Norbert Murphy of Vaudreuil-Dorion, Que., won bronze in the men’s individual compound sitting archery competition.
Murphy beat Finland’s Osmo Kinnunen 7-1 in the bronze-medal match. Jeff Fabry of the United States defeated David Drahoninsky of the Czech Republic 6-2 to win gold.
Later, Ottawa’s Jason Dunkerley and guide Josh Karanja won bronze in the men’s visually impaired T11 1,500 metres in a time of four minutes 7.56 seconds. It’s Dunkerley’s fourth straight medal in the event.
“I was tightening up around the last 100 metres and Josh kept telling me they’re coming, we were able to stay ahead of them at the line,” Dunkerley said.
Kenya’s Samwel Musahi Kimani and guide James Boit won gold in a world-record time of 3:58.37. Brazil’s Santos Osair was second in 4:03.66.
Canada increased its medal total to 13 (three gold, seven silver, three bronze) after six days of competition. Canada sits 12th in the overall medal count and 18th in the gold-medal table.
In the women’s T54 classification wheelchair 400-metres, Diane Roy of Sherbrooke, Que., placed fifth in a time of 56.60 seconds.
“It was a tough race, again today the top speed just wasn’t there,” she said. “Sometimes when you want it so bad you aren’t able to relax and that’s what happened today.”
Brent Lakatos of Dorval, Que., placed fifth in the men’s T53 wheelchair 100-metres final in a time of 15.31 seconds.
Canada continued to look strong in wheelchair basketball, with the men’s and women’s teams both winning their final preliminary round games and moving on to the quarter-finals.
The men cruised to a 68-42 win over Colombia to finish the preliminary round with a perfect 5-0 record.
Patrick Anderson of Fergus, Ont., played in just the opening quarter against Colombia and added 13 points to his tournament-leading 133 points. He is averaging 26.6 points per game.
Dave Durepos of Fredericton was the game’s top scorer with 18 points. Winnipeg’s Joey Johnson had a team-high six rebounds, while Bo Hedges of Wonowon, B.C., added 10 points and six assists.

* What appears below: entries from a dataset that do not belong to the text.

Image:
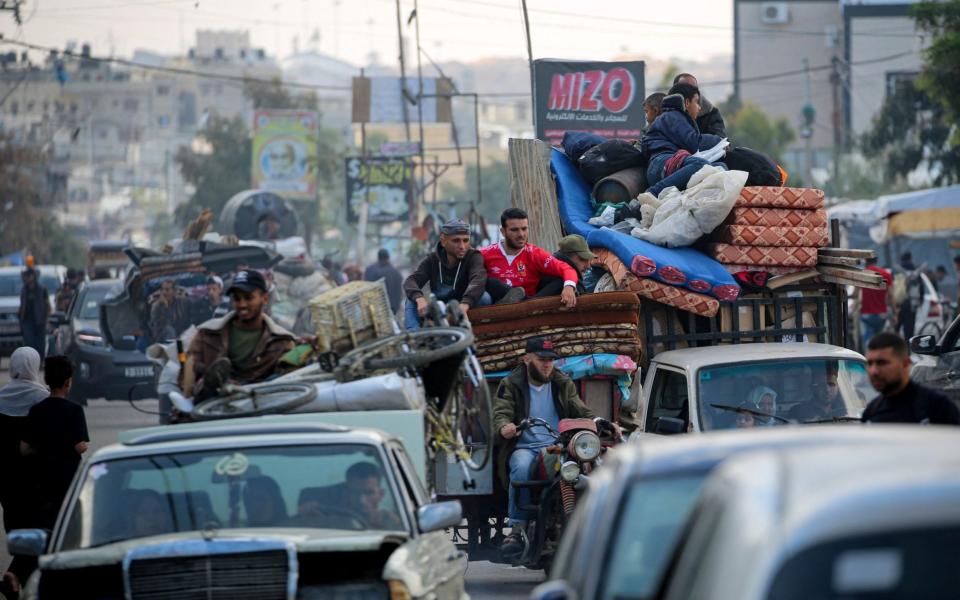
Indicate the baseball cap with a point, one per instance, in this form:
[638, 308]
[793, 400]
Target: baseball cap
[542, 347]
[248, 281]
[576, 244]
[455, 226]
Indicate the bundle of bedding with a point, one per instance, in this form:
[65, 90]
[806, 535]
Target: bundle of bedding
[772, 229]
[603, 323]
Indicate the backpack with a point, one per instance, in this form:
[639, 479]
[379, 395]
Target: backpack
[608, 158]
[761, 170]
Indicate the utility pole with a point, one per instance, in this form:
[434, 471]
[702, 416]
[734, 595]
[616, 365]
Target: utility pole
[837, 119]
[526, 27]
[403, 75]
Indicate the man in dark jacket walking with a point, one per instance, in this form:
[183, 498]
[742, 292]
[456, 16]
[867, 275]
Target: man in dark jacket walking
[383, 269]
[901, 400]
[34, 311]
[454, 271]
[709, 120]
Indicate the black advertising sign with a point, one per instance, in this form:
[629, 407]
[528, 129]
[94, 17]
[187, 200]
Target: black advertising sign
[384, 183]
[605, 98]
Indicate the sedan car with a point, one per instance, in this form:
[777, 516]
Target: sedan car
[937, 361]
[257, 508]
[800, 523]
[621, 538]
[103, 370]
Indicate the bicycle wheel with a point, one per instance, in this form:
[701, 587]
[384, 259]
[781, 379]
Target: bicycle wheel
[421, 347]
[251, 402]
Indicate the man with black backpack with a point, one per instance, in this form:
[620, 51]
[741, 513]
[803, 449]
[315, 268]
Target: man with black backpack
[901, 400]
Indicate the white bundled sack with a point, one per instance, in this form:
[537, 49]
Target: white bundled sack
[684, 217]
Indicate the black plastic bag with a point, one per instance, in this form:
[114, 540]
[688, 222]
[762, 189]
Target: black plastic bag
[761, 169]
[576, 143]
[608, 158]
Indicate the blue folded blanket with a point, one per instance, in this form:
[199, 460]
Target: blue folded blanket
[682, 267]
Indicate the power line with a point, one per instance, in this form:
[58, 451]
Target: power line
[178, 70]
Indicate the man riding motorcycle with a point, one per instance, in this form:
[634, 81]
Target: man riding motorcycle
[534, 389]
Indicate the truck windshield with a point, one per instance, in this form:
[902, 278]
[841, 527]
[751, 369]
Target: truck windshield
[340, 486]
[768, 393]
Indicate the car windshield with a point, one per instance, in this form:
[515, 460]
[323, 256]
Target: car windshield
[90, 302]
[10, 285]
[647, 530]
[769, 393]
[329, 486]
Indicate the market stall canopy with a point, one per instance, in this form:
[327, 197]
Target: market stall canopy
[929, 212]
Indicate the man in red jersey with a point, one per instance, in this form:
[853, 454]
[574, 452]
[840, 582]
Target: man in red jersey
[518, 270]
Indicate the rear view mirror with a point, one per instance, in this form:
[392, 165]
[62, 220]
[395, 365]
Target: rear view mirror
[556, 589]
[923, 344]
[439, 515]
[27, 542]
[669, 425]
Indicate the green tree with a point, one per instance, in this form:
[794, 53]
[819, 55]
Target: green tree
[913, 130]
[495, 184]
[217, 170]
[749, 126]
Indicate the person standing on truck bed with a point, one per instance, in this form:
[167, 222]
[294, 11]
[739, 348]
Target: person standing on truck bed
[454, 271]
[244, 345]
[517, 270]
[901, 400]
[34, 311]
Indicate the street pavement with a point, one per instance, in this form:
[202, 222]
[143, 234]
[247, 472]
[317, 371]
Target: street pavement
[106, 419]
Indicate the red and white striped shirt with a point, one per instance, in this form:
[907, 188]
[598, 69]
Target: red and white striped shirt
[526, 268]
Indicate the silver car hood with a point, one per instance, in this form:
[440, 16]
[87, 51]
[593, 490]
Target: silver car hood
[304, 540]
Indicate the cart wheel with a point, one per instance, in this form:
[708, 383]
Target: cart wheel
[261, 400]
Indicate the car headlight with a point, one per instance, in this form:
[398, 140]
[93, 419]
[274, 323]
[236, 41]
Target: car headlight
[398, 590]
[570, 471]
[585, 446]
[89, 338]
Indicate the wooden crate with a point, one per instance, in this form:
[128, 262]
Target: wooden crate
[351, 314]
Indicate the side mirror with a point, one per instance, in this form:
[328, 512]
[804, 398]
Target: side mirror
[556, 589]
[439, 515]
[27, 542]
[923, 344]
[669, 426]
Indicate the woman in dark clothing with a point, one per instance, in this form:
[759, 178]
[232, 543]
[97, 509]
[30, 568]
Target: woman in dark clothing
[673, 139]
[16, 398]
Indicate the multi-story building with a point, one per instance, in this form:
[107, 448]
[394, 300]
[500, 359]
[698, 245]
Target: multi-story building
[837, 56]
[117, 126]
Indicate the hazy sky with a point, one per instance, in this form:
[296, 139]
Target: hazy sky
[352, 29]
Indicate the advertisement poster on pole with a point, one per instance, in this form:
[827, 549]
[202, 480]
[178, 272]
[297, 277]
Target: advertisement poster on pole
[605, 98]
[284, 150]
[384, 183]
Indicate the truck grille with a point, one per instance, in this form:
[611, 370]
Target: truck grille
[230, 575]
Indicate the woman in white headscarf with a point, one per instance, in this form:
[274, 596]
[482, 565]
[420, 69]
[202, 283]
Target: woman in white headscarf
[766, 400]
[25, 389]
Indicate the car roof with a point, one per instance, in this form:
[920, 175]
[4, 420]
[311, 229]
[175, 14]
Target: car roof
[774, 503]
[695, 358]
[654, 455]
[266, 430]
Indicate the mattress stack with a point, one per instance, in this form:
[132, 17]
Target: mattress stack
[772, 229]
[603, 323]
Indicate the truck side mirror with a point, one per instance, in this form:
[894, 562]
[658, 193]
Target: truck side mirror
[669, 425]
[923, 344]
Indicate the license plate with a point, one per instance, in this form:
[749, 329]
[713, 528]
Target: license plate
[138, 371]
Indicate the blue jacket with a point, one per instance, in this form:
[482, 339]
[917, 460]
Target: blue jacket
[674, 130]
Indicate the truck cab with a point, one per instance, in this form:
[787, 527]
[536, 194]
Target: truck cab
[723, 387]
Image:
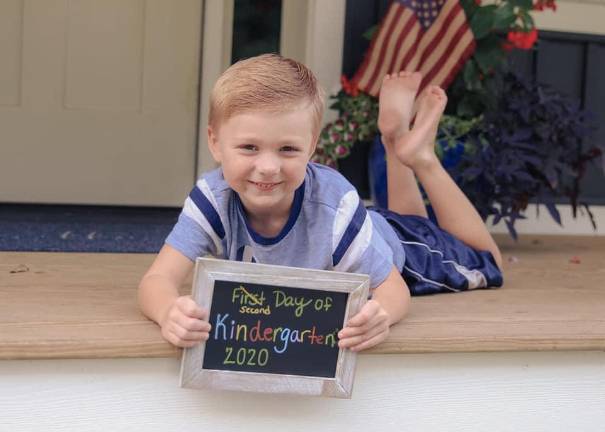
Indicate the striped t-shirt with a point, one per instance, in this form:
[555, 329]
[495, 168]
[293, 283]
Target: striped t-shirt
[329, 228]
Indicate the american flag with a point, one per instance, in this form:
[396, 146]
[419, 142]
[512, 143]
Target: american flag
[430, 36]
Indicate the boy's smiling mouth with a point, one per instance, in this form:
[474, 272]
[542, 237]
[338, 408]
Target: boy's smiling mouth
[265, 186]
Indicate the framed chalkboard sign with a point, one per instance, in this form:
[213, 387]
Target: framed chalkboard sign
[274, 329]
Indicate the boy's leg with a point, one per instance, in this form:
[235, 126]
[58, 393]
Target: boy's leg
[396, 102]
[453, 210]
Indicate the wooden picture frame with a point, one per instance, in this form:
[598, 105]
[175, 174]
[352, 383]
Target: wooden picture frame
[209, 271]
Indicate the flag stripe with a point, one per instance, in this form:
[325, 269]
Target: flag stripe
[379, 68]
[443, 51]
[411, 40]
[374, 51]
[430, 34]
[407, 22]
[441, 29]
[402, 43]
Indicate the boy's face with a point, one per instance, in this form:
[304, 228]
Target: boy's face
[264, 156]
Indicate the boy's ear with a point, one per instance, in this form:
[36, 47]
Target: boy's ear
[313, 146]
[213, 145]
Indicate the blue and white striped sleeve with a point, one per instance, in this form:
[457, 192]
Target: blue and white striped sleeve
[199, 230]
[357, 247]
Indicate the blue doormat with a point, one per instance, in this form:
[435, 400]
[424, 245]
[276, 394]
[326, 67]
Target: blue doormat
[52, 228]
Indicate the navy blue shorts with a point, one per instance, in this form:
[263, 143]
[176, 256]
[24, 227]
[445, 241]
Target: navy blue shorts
[436, 261]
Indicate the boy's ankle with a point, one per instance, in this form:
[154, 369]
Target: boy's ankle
[425, 164]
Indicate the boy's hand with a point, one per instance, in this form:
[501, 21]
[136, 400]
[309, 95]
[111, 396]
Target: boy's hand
[368, 328]
[185, 324]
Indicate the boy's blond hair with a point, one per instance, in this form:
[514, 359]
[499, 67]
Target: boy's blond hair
[268, 82]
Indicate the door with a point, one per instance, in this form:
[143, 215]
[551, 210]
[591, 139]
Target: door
[98, 100]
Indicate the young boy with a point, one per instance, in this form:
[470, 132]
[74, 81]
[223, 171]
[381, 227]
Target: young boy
[267, 203]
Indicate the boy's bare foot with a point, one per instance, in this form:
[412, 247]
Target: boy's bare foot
[418, 146]
[396, 100]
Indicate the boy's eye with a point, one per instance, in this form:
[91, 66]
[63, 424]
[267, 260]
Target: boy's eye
[249, 147]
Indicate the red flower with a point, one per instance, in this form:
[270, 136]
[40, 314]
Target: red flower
[540, 5]
[349, 87]
[523, 40]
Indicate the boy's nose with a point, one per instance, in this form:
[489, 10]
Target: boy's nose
[268, 164]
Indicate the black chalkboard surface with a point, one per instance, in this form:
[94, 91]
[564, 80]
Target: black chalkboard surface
[274, 329]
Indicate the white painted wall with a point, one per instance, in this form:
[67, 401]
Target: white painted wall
[552, 391]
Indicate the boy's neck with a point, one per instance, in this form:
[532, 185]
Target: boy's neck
[269, 225]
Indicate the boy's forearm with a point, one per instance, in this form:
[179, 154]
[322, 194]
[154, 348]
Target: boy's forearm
[394, 296]
[156, 294]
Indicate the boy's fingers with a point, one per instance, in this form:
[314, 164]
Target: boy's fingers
[365, 314]
[193, 324]
[370, 342]
[190, 308]
[183, 334]
[353, 341]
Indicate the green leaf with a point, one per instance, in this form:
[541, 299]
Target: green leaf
[471, 75]
[504, 17]
[488, 54]
[523, 4]
[483, 21]
[470, 7]
[466, 107]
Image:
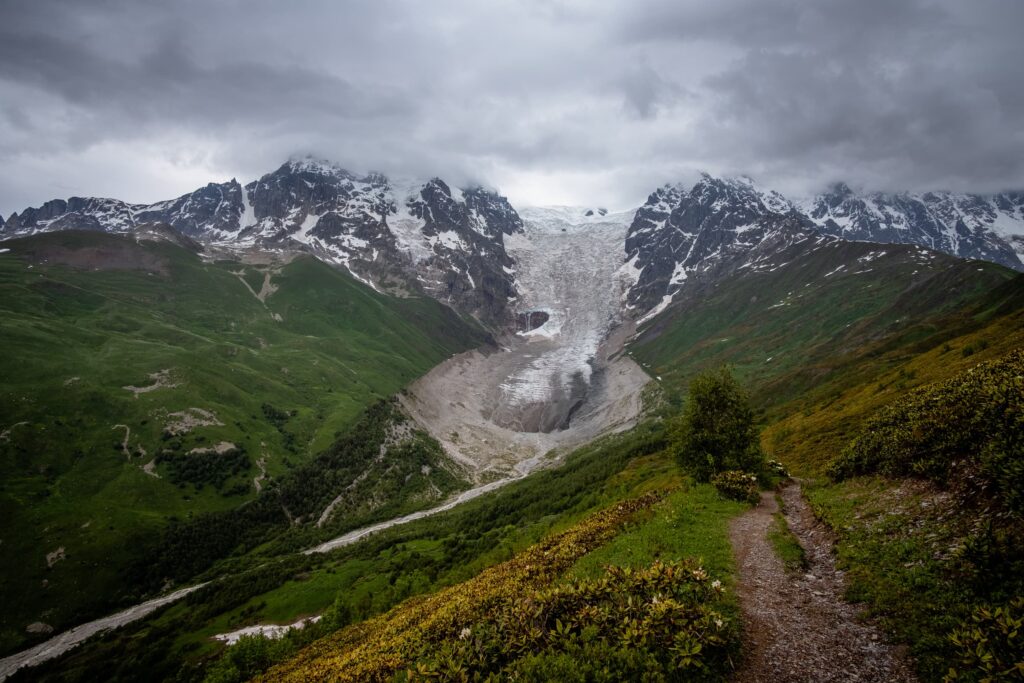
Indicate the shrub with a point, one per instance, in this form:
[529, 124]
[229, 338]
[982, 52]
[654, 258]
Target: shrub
[656, 623]
[991, 646]
[717, 431]
[737, 485]
[967, 431]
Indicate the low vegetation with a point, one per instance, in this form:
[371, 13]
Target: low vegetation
[938, 556]
[109, 365]
[716, 432]
[514, 621]
[966, 433]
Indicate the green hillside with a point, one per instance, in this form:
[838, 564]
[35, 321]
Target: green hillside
[140, 383]
[821, 355]
[836, 333]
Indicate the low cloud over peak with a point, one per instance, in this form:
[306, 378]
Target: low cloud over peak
[551, 101]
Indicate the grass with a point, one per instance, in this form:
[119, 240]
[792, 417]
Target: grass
[819, 354]
[74, 337]
[895, 543]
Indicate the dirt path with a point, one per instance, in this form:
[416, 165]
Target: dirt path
[797, 627]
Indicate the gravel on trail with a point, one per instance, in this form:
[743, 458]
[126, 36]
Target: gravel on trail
[797, 627]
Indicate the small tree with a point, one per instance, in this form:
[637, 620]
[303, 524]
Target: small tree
[717, 432]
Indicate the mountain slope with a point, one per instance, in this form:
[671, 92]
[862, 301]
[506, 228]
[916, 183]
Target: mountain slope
[141, 382]
[977, 226]
[822, 333]
[420, 236]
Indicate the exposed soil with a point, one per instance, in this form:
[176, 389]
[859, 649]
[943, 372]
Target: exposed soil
[61, 643]
[797, 627]
[160, 379]
[183, 422]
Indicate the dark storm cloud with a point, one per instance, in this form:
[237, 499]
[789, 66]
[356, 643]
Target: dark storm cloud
[567, 100]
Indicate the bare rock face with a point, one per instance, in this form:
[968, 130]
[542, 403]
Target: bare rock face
[985, 227]
[415, 236]
[681, 235]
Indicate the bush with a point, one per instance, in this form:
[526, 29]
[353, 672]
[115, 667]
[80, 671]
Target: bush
[967, 431]
[656, 623]
[717, 431]
[737, 485]
[991, 646]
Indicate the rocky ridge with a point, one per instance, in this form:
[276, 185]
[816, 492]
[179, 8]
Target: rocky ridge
[395, 236]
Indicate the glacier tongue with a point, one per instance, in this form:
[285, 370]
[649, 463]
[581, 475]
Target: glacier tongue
[567, 265]
[559, 384]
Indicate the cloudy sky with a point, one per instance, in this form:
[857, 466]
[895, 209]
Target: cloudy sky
[571, 101]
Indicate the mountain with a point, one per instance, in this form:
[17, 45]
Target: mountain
[985, 227]
[702, 232]
[144, 383]
[420, 236]
[683, 237]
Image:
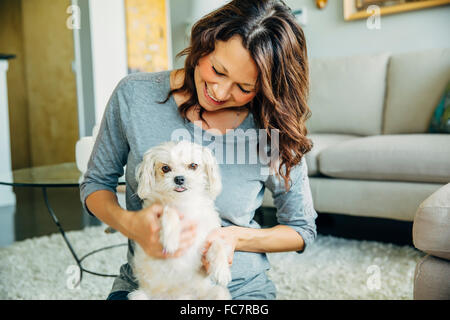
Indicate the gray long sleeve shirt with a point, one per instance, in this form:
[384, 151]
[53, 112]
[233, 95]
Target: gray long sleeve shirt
[134, 122]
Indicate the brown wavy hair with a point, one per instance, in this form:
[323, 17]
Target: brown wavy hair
[277, 45]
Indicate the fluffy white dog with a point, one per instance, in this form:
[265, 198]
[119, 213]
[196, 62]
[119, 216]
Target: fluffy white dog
[183, 176]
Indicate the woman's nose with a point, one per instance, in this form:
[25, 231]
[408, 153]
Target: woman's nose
[221, 91]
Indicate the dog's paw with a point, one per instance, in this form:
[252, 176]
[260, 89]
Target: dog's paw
[137, 295]
[221, 274]
[170, 230]
[219, 293]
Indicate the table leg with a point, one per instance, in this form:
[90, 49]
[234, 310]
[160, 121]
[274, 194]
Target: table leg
[61, 230]
[75, 256]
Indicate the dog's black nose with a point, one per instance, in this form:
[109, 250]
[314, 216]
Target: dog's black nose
[179, 180]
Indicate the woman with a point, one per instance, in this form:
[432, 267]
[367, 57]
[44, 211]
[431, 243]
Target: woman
[246, 68]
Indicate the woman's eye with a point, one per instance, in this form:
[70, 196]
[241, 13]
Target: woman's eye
[221, 74]
[244, 91]
[193, 166]
[217, 72]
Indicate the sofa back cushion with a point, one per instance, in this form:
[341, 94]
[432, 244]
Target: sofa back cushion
[347, 94]
[415, 84]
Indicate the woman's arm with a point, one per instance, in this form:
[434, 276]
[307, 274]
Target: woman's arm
[276, 239]
[141, 226]
[295, 214]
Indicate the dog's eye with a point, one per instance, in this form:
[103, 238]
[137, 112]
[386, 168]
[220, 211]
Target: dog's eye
[165, 169]
[193, 166]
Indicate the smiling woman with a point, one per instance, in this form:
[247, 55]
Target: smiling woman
[246, 67]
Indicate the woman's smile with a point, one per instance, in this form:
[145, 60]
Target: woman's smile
[210, 98]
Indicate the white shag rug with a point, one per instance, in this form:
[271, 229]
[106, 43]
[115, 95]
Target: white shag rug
[332, 268]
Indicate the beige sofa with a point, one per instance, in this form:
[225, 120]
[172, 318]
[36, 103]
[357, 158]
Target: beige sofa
[372, 155]
[431, 234]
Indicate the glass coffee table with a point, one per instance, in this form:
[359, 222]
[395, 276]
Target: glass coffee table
[64, 175]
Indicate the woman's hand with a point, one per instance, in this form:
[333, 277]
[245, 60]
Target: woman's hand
[145, 230]
[225, 233]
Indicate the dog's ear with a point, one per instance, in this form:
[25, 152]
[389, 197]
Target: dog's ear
[212, 172]
[145, 174]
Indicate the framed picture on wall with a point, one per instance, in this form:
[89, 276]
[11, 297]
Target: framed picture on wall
[148, 35]
[361, 9]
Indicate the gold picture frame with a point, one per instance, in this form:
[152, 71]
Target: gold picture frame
[353, 10]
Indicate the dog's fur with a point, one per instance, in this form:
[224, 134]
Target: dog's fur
[182, 277]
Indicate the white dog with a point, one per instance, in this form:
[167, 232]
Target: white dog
[183, 176]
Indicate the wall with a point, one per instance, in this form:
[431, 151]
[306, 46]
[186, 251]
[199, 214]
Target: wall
[327, 33]
[11, 41]
[41, 86]
[109, 55]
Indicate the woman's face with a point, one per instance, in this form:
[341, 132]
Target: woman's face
[226, 77]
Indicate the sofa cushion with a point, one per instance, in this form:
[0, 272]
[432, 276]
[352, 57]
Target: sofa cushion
[347, 94]
[322, 141]
[440, 121]
[413, 157]
[431, 228]
[415, 82]
[431, 279]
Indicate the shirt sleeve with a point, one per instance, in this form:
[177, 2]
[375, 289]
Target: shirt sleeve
[295, 208]
[110, 151]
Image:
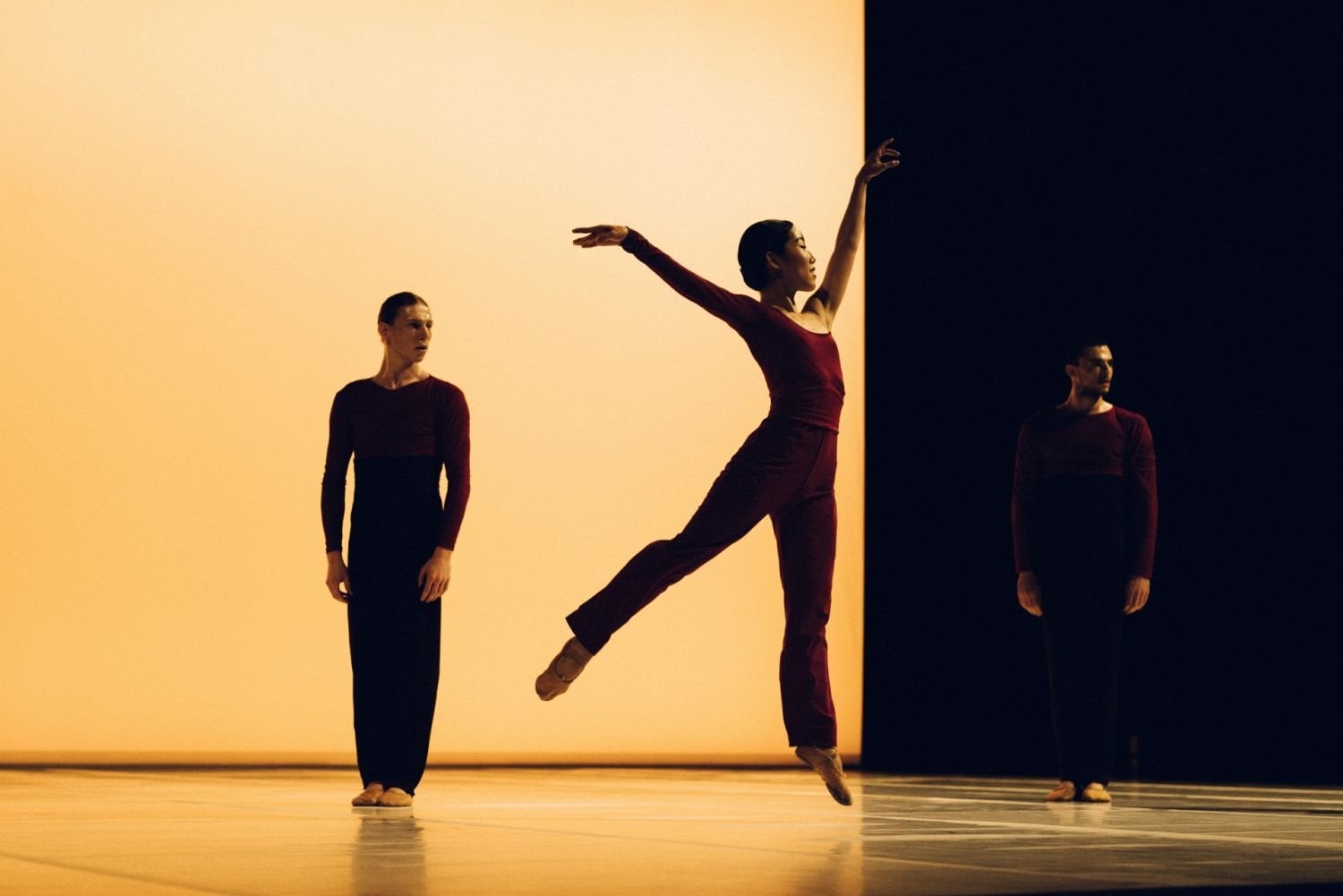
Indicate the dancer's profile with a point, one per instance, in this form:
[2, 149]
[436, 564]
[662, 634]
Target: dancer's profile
[784, 469]
[403, 427]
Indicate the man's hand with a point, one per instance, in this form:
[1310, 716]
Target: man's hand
[601, 235]
[1135, 595]
[435, 574]
[336, 576]
[1028, 594]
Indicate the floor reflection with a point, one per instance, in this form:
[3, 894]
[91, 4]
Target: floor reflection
[387, 858]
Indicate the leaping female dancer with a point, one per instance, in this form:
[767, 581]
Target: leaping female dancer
[784, 471]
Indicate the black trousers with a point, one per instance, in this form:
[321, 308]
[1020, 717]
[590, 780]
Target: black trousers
[784, 471]
[394, 638]
[1082, 573]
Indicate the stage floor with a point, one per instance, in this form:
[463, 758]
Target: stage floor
[593, 832]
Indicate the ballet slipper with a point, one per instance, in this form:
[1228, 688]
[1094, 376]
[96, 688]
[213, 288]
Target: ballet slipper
[395, 798]
[561, 672]
[1095, 793]
[1065, 791]
[826, 764]
[368, 797]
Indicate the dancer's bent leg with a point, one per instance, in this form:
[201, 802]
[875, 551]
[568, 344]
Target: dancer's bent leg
[762, 476]
[806, 535]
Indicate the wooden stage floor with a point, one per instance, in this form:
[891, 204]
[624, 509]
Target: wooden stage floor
[598, 832]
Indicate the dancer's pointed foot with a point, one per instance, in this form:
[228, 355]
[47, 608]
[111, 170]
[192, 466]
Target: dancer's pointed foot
[1065, 791]
[826, 764]
[1095, 793]
[561, 672]
[368, 797]
[395, 798]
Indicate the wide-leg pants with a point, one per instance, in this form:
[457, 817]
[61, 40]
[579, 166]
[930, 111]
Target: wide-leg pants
[784, 471]
[1082, 574]
[394, 638]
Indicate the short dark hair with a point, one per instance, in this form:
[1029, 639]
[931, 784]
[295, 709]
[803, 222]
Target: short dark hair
[1079, 344]
[394, 303]
[759, 238]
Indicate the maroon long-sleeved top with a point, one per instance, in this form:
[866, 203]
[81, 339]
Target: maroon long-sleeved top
[800, 368]
[1057, 443]
[427, 418]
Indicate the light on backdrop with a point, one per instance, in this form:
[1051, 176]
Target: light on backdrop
[204, 206]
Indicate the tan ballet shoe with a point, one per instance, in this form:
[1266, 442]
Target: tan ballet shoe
[826, 764]
[561, 672]
[1095, 793]
[1065, 791]
[395, 798]
[368, 797]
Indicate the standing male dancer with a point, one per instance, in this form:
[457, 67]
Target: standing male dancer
[1084, 528]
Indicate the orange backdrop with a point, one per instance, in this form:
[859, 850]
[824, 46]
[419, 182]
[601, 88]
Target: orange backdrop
[203, 207]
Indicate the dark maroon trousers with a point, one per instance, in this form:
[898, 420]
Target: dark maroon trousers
[784, 471]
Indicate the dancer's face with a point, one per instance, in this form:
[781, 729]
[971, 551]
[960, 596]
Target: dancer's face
[797, 265]
[1092, 372]
[407, 337]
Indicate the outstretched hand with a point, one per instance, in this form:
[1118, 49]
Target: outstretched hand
[601, 235]
[881, 160]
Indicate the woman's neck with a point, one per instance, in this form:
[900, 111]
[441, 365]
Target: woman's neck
[778, 297]
[397, 372]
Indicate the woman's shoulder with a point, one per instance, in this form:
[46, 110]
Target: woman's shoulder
[354, 388]
[445, 391]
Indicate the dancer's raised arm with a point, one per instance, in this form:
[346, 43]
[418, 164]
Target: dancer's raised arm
[825, 303]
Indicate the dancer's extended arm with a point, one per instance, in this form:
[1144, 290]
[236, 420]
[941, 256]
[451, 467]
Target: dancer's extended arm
[722, 303]
[825, 301]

“It felt good out there, and my teammates found me. That’s what happens in a good team — they look for the open man and they found me today,” Durepos said.
In women’s action, Katie Harnock of Elmira, Ont., had 20 points and six rebounds as Canada beat host Great Britain 67-50.
Canada finished the preliminary round 3-1.
Cindy Ouellet of Quebec City added 18 points, eight rebounds, and eight assists in her best-ever Paralympic performance. Janet McLachlan of Vancouver had a game-high 15 rebounds.
“I think it shows our depth and our strength that when we do get everyone involved and we do stick to our plan we are a very successful team,” Hancock said. “We have a lot of people that can pour in points and today was another good example of that.”
Elsewhere, Canada dumped Japan 1-0 in goalball to improve to 2-1.
On the eve of the para-cycling road races, Dominique Mainguy of Quebec City was forced to withdraw after suffering an injury during training.
Team doctors say Mainguy injured herself in a fall while training.
“She suffered a concussion and collar bone fracture,” team doctor Susan Labrecque said in a release. “The collar bone fracture prevents her from moving her left arm, therefore she can’t hold her handlebar securely.”
The time trials for all para-cycling events are scheduled for Tuesday.
“Receiving the news about my withdrawing was like a slap in the face,” Mainguy said in a statement. “I did not want to believe it, I wanted to keep training. I am really, really disappointed.”